PESHAWAR, Pakistan - A former Afghan governor kidnapped nearly two weeks ago in Pakistan's capital was freed Friday after a shoot-out with police, he told AFP, saying he could not identify the men who abducted him.
Sayed Fazlullah Wahidi said he was being transported by his kidnappers, blindfolded, when they were stopped at a police checkpoint in Mardan, near Pakistan's northwestern city of Peshawar.
Gunfire rang out, he said, and the three men holding him ran away.
Speaking from the Afghan consulate in Peshawar, he said he did not know who snatched him from an upscale district in Islamabad on February 12.
"The kidnappers did not talk about their demands and they did not put me in contact with my family," the former Herat provincial governor told AFP.

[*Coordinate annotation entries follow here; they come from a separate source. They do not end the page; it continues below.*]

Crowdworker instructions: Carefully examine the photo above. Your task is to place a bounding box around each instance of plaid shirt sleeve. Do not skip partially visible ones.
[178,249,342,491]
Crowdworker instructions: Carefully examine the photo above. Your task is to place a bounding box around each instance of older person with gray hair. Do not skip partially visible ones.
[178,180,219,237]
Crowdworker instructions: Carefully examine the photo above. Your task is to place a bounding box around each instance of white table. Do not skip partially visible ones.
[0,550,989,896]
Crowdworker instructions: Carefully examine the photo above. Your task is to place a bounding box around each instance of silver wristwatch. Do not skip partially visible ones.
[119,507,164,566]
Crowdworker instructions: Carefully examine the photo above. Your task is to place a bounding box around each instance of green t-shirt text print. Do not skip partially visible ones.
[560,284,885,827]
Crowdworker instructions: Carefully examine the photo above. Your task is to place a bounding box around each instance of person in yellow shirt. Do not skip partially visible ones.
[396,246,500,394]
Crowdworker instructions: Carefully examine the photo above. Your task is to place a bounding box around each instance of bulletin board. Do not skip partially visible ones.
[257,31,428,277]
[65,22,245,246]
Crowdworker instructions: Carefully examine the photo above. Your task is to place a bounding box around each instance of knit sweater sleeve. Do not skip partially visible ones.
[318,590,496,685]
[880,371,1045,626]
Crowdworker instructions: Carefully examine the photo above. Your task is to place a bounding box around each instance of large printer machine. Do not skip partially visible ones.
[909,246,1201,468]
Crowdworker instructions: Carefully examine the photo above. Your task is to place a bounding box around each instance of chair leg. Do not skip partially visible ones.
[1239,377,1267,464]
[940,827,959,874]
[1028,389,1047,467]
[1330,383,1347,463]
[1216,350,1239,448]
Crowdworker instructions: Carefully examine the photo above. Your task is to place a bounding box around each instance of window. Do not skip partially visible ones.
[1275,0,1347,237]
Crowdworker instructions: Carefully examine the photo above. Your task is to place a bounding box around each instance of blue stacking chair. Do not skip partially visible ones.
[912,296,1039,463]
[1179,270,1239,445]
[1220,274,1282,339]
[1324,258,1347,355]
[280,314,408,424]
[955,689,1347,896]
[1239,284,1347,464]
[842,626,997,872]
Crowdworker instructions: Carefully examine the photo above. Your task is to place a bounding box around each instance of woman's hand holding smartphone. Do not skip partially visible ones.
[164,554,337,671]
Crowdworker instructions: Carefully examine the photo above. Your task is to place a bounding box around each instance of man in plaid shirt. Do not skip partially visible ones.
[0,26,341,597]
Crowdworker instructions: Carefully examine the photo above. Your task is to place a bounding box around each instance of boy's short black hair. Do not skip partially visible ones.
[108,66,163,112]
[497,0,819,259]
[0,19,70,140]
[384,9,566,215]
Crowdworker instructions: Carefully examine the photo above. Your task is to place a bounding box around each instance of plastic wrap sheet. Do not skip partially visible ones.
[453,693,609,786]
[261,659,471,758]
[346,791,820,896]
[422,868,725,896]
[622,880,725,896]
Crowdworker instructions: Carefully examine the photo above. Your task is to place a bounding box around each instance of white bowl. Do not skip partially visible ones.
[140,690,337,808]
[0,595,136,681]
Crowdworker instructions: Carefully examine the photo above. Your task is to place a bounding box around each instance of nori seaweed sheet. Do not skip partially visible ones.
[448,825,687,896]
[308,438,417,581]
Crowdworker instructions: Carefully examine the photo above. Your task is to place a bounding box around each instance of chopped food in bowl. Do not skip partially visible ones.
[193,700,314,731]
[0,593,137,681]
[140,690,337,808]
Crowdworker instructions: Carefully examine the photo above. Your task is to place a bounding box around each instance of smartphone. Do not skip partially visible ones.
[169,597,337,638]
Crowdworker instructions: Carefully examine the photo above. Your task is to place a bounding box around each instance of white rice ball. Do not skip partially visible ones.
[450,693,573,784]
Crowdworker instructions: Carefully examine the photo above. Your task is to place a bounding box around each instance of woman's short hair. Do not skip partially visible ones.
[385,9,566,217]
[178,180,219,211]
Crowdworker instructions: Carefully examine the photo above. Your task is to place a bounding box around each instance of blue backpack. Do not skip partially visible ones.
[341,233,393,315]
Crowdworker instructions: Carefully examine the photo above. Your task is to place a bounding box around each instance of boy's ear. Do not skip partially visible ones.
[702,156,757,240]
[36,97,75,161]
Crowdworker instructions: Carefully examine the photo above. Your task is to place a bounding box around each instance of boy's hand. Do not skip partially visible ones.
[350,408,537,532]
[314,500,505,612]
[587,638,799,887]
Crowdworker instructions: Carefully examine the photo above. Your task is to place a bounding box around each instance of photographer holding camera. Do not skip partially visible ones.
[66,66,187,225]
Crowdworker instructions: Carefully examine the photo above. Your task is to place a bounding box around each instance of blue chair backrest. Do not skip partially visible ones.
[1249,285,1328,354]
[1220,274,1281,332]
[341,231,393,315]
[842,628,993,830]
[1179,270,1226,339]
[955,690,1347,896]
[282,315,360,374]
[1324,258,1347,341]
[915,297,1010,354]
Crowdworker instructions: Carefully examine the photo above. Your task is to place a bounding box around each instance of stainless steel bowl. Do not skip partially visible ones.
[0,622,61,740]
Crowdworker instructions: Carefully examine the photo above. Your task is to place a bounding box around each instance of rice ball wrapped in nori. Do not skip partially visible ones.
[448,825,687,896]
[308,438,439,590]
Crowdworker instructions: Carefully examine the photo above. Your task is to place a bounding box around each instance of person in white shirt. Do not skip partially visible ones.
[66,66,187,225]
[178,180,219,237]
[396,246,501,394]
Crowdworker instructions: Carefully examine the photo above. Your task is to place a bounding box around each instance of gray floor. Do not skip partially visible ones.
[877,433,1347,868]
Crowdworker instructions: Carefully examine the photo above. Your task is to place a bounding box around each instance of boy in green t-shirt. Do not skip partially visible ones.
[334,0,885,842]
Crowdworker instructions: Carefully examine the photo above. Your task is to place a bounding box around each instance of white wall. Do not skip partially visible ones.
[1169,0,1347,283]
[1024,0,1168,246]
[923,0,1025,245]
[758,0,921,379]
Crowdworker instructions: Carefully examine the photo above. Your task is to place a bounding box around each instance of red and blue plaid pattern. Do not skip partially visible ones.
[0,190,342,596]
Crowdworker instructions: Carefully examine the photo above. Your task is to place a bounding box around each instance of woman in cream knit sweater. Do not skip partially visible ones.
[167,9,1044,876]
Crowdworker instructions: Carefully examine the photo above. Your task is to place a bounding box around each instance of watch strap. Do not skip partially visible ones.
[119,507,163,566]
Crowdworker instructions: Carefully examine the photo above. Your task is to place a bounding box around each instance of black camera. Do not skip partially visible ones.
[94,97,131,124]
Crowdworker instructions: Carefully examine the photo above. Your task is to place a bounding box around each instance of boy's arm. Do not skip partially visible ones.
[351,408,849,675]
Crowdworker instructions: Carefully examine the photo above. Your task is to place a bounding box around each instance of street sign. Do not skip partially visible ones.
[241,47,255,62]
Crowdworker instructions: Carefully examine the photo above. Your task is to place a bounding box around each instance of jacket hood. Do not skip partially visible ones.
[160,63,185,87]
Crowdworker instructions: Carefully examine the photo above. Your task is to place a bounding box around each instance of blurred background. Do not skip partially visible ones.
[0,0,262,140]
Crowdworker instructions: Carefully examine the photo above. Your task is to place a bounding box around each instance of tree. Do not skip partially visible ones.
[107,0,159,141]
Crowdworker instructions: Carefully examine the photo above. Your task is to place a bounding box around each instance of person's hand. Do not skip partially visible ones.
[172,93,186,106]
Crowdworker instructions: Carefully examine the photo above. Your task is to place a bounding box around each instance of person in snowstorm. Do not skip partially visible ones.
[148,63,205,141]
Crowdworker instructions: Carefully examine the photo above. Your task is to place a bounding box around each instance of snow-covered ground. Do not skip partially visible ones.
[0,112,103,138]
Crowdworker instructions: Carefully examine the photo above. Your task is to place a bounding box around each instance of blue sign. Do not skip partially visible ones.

He said they had treated him well, adding they had not tortured him and fed him regularly.
Pakistan is in the grip of a homegrown Taliban insurgency, but the tightly-guarded capital has a low crime rate. The F-7/2 sector where Wahidi was seized is a high security area that houses politicians, bureaucrats and expats.
A senior local police official who spoke to AFP on condition of anonymity confirmed police had secured Wahidi's release early Friday, but said he could give no further details about the kidnappers' identity or whether a ransom was paid.
A senior diplomat in the Afghan consulate in Peshawar, Muhammad Wali Sultani, also confirmed Wahidi was handed over to them early Friday.
Afghanistan had summoned Pakistan's ambassador to Kabul to its foreign ministry and expressed "serious concerns" over the kidnapping.
A statement from the Afghan foreign ministry Friday said it "appreciates" Pakistan's efforts in freeing Wahidi, adding it "considers co-operation on such issues between both countries as necessary".
Kabul has fraught relations with Islamabad, which it blames for sponsoring Taliban militants fighting an ongoing insurgency in Afghanistan.
Wahidi told AFP he hopes to fly to Kabul later Friday.